LE COURRIER ACP-UE — Aujourd’hui encore, les mines antipersonnel et les UXO [1] affectent 90 pays. En 2001, des victimes ont été recensées dans 69
des pays contaminés. Ironiquement, la plus grande partie d’entre
eux (46) ne sont plus en guerre mais en paix! Le nombre de victimes
estimé varie entre 15 000 et 20 000, chaque année. Et,
70 % d’entre elles sont des civils. Rien qu’en Afrique subsaharienne,
des accidents par mines sont enregistrés dans 18 pays [2].
Pour leur part, les UXO constituent un problème au moins aussi
important que celui des mines antipersonnel.

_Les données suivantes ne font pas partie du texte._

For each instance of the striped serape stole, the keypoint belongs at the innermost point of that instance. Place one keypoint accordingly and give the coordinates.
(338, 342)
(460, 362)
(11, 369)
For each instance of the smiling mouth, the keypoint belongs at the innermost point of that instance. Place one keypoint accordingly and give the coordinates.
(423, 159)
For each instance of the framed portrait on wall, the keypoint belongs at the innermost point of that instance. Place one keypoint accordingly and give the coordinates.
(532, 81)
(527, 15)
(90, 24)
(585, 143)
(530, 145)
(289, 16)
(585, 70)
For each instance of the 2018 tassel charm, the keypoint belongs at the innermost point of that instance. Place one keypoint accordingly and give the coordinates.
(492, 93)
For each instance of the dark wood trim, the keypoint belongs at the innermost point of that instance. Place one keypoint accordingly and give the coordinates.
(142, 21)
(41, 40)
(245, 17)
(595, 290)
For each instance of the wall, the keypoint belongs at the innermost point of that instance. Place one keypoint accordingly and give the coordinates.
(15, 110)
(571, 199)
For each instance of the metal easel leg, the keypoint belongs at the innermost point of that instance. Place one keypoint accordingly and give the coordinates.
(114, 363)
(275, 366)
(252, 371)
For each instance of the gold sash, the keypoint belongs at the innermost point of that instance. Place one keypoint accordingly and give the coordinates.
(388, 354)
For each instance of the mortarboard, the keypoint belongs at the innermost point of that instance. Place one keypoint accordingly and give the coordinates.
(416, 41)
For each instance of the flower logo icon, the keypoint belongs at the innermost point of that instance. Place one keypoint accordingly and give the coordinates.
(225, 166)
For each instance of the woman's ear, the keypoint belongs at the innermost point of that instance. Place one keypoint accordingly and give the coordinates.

Les études menées
au Cambodge et au Kosovo, en 2000 et 2001, montrent que les
accidents par UXO sont plus souvent mortels et touchent plus
fréquemment les enfants [3]. Cette suite macabre d’indications chiffrées
prouve, s’il en était besoin, la place prépondérante que prend
le déminage dans le processus de réhabilitation.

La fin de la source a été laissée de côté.